2) Compare and Contrast overriding methods and overloading methods with suitable examples

Marks: 5 M, 8 M, 10 M

Year: Dec 2013, May 2014, Dec 2013, May 15

• In a class hierarchy, when a method in a subclass has the same name and type signature as a method in its superclass, then the method in the subclass is said to override the method in the superclass.
• When an overridden method is called from within a subclass, it will always refer to the version of that method defined by the subclass.

• The version of the method defined by the superclass will be hidden. Consider the following:

  // Method overriding.
  class A 
  {
  int i, j;
  A(int a, int b) 
  {
  i = a;
  j = b;
  }
  // display i and j
  void show() {
  System.out.println("i and j: " + i + " " + j);
    }
    }
  class B extends A 
  {
  int k;
  B(int a, int b, int c) 
  {
  super(a, b);
  k = c;
  }
  // display k – this overrides show() in A
  void show() 
  {
  System.out.println("k: " + k);
  }
  }
  class Override 
  {
  public static void main(String args[]) {
  B subOb = new B(1, 2, 3);
  subOb.show(); // this calls show() in B
  }
  }
  

• The output produced by this program is shown here: k: 3

• When show( ) is invoked on an object of type B, the version of show( ) defined within B is used. That is, the version of show( ) inside B overrides the version declared in A. Method overriding occurs only when the names and the type signatures of the two methods are identical.
• Though, names return types and parameters of both the methods are same their definition is different.

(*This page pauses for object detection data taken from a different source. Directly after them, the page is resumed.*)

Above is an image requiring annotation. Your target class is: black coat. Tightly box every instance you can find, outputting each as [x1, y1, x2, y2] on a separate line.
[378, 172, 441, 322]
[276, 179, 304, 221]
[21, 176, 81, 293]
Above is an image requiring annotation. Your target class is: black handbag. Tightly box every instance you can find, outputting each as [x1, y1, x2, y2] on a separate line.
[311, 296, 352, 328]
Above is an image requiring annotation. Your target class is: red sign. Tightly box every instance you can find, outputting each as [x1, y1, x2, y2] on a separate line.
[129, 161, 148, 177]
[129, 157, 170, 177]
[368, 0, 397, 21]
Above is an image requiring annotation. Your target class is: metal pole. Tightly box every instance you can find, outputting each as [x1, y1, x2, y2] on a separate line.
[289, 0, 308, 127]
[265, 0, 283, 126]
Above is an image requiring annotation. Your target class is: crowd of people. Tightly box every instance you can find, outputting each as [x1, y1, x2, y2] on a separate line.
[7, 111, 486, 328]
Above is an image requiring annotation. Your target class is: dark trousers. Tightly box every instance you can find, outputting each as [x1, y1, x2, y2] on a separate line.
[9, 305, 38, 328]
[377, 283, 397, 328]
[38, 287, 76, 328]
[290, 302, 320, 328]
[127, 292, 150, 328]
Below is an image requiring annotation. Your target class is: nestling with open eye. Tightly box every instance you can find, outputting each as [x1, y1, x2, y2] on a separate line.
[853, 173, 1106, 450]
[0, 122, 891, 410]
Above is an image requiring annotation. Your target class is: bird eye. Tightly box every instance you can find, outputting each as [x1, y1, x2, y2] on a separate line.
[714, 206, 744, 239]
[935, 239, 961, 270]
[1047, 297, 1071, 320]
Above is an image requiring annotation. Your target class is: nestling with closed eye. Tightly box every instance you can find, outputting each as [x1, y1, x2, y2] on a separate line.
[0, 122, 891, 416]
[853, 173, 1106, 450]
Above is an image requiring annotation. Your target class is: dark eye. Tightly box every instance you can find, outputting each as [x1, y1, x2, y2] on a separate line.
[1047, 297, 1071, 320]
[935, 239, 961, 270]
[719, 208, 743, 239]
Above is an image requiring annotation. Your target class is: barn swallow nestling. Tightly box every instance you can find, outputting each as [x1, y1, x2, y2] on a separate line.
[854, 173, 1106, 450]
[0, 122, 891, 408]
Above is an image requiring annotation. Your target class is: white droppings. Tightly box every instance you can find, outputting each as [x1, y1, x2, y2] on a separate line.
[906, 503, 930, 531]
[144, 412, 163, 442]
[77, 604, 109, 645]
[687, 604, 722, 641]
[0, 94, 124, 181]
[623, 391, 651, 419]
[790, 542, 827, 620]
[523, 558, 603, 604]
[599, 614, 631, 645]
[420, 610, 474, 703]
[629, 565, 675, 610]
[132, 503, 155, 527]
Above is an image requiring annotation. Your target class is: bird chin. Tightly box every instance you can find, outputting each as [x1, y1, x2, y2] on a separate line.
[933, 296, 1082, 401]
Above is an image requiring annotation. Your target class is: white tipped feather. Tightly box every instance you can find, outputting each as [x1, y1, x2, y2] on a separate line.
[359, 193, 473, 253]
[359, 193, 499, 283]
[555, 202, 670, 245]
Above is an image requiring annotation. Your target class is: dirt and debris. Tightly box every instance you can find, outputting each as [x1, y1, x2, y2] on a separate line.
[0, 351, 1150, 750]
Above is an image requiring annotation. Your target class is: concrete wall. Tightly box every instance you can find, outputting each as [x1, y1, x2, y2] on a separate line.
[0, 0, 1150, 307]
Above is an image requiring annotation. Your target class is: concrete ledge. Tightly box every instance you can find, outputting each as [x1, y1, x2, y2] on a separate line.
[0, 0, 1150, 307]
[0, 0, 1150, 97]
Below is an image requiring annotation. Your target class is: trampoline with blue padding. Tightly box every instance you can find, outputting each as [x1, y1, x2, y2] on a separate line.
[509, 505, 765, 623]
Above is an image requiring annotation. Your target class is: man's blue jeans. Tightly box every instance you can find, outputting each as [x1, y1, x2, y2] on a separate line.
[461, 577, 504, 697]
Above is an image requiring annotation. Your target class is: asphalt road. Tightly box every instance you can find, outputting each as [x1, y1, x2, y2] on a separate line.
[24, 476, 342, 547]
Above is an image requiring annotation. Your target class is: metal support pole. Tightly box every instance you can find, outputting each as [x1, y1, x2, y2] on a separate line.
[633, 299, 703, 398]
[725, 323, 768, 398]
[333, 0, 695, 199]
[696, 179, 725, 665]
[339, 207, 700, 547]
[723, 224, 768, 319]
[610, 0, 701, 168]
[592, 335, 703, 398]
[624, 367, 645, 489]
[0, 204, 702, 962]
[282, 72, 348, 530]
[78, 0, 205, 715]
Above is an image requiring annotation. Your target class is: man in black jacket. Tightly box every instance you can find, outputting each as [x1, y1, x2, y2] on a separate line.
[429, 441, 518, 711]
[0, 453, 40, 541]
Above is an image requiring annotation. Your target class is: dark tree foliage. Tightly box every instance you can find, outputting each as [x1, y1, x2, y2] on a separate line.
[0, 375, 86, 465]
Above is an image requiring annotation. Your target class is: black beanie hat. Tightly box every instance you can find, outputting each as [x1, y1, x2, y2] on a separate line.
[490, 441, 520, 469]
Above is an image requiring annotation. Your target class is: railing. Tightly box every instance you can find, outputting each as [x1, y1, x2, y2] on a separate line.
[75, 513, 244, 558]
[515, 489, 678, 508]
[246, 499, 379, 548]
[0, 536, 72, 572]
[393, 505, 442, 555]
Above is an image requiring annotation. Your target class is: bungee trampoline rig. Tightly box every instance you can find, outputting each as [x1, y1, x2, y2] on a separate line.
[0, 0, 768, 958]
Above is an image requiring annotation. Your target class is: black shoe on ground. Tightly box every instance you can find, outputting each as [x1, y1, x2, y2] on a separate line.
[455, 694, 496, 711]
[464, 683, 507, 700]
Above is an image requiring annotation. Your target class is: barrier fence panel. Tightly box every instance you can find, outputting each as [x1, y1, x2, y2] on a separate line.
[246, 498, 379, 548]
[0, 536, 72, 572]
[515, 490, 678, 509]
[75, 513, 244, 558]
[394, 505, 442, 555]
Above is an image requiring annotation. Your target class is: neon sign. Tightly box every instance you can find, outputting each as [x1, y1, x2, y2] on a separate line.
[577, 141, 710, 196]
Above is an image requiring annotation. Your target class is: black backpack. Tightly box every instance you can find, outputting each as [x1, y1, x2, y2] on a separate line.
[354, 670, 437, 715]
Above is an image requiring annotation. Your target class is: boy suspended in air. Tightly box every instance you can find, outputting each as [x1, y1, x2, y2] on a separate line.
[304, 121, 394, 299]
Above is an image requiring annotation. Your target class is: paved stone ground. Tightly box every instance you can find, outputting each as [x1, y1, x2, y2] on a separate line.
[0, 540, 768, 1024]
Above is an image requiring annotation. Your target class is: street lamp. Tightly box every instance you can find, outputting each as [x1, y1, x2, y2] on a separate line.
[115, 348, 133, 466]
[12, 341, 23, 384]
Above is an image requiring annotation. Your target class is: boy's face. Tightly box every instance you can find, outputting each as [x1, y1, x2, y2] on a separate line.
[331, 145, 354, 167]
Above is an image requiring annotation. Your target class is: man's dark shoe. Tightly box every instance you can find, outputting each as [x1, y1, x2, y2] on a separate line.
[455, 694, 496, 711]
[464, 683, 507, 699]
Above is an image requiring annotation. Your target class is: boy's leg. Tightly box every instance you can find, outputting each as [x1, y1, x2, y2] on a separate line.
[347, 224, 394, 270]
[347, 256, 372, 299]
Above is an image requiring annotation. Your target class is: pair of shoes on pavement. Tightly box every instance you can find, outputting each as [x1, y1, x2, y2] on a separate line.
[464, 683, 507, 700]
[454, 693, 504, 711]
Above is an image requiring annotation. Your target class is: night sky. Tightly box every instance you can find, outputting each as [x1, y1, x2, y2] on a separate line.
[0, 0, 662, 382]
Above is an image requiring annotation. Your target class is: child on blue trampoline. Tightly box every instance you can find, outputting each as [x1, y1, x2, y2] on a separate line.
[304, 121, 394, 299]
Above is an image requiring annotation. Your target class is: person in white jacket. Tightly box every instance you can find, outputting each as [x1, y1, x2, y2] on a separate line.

• If they are not identical, then the two methods are simply overloaded. For example, consider this modified version of the preceding example:

  // Methods with differing type signatures are overloaded – not overridden.
  class A
  {
  int i, j;
  A(int a, int b) 
  {
  i = a;
  j = b;
  }
  // display i and j
  void show() 
  {
  System.out.println("i and j: " + i + " " + j);
  }
  }
  // Create a subclass by extending class A.
  class B extends A 
  {
  int k;
  B(int a, int b, int c) 
  {
  super(a, b);
  k = c;
  }
  // overload show()
  void show(String msg)
  {
  System.out.println(msg + k);
  }
  }
  class Override 
  {
  public static void main(String args[]) 
  {
  B subOb = new B(1, 2, 3);
  subOb.show("This is k: "); // this calls show() in B
  subOb.show(); // this calls show() in A
  }
  }
  

• The output produced by this program is shown here:

  This is k: 3

  i and j: 1 2

• The version of show( ) in B takes a string parameter. This makes its type signature different from the one in A, which takes no parameters. Therefore, no overriding (or name hiding) takes place.